Saturday, September 5, 2009

The another story... It's raining

It’s raining

Disclaimer :
Kim Jong-hyun belongs to SHINee and SM Entertainment. Jung Yun-ae belongs to me! Haha... But this is only a fiction and it's not a real story. Please leave some comment after you read it.
Thanx...



Jong-hyun’s POV

Aku mengangkat kepalaku dan kembali menatap guyuran hujan dari balik jendela kamarku. Tetes-tetes air ini kembali mengingatkanku kepada sosoknya. Sosok yang selama ini sudah mengisi hari-hariku dengan celotehan-celotehannya yang tidak pernah pupus. Sosok yang selama ini sudah mengisi hatiku. Aku mencintainya…

Jung Yun-ae. Begitulah namanya. Untuk seorang gadis, dia bukanlah gadis yang terlalu cantik. Dia bahkan tidak terlalu pintar, dan juga tidak mencolok di antara semua teman-temanku. Dia hanyalah gadis yang biasa. Dia selalu tertawa bersamaku, dia selalu saja suka berbicara dan melakukan hal-hal yang bagiku begitu konyol. Dia adalah gadis biasa yang sangat suka melihat permainan bolaku dan dia adalah seorang gadis yang sangat menyukai hujan.

Dia suka sekali berlari-lari di bawah guyuran hujan dan membiarkan tubuhnya basah oleh air bening itu. Namun aku sering kali melihatnya melamun ketika menatap tetes-tetes air hujan yang sedang jatuh membasahi bumi. Entah apa yang dipikirkannya saat itu, namun ketika aku memanggilnya dan dia beralih menatapku, aku bisa menangkap raut wajahnya yang mendadak sedih di balik senyuman yang dia paksakan.

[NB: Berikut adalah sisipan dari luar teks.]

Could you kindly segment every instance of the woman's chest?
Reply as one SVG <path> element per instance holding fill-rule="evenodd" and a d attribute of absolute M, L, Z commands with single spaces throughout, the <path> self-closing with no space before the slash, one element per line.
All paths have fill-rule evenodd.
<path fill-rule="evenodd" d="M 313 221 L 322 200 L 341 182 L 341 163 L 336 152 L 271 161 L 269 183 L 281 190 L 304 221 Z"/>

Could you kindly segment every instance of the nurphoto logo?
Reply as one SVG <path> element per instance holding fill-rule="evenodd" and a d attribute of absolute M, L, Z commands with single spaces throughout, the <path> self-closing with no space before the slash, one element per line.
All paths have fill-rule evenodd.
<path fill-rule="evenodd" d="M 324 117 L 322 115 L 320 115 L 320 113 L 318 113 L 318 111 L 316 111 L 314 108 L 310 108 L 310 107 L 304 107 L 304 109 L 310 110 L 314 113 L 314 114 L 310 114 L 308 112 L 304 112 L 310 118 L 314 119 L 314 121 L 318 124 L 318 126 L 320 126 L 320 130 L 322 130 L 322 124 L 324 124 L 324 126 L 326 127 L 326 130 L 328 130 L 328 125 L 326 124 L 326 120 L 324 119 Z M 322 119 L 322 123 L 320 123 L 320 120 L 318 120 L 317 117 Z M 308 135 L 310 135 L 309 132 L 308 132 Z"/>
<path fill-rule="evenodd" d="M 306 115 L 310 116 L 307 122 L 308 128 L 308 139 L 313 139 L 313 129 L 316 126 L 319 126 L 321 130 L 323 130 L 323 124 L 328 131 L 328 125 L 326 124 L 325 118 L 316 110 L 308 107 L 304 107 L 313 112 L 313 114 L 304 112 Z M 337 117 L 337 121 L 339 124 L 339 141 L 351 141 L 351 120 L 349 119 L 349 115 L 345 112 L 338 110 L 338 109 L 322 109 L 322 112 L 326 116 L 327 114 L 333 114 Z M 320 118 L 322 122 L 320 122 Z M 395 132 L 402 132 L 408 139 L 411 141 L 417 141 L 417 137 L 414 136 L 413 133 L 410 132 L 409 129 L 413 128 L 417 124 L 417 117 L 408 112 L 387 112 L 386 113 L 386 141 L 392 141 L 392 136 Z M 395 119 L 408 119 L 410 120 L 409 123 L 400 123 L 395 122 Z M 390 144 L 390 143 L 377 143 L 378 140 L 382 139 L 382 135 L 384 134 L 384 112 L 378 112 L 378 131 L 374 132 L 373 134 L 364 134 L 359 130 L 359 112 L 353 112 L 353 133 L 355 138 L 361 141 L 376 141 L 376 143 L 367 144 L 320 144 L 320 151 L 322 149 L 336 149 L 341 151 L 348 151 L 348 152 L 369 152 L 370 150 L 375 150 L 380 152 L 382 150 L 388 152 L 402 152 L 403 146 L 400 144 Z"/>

Masih terlintas jelas di ingatanku ketika aku memergokinya menangis saat melihat hujan. Ketika aku berjalan mendekatinya yang sedang berjongkok di teras gedung sekolah, aku melihat sepasang matanya menatap jauh ke depan, memandangi lapangan sekolah yang basah karena hujan lebat; namun entah apa yang sedang dilihatnya. Tatapannya sangat tidak fokus, seperti sedang memikirkan sesuatu. Dia bahkan tidak menyadari kehadiran aku yang berada di dekatnya. Dia terus diam hingga aku bisa melihat setetes air mata yang mengalir di pipinya yang mulus. Dan ketika aku memanggilnya, dia buru-buru menyeka air matanya dan mencoba tersenyum… seperti biasa. Dan melihatnya seperti itu, dadaku terasa begitu sesak.

Aku memang sangat bodoh karena tidak mendesaknya untuk menceritakan apa yang sedang mengganggu pikirannya. Aku hanya bisa menurutinya ketika dia tiba-tiba menyambar tanganku dan membawaku berlari menerobos derasnya hujan saat itu. Dan dia tetap berusaha untuk terus tersenyum… untukku.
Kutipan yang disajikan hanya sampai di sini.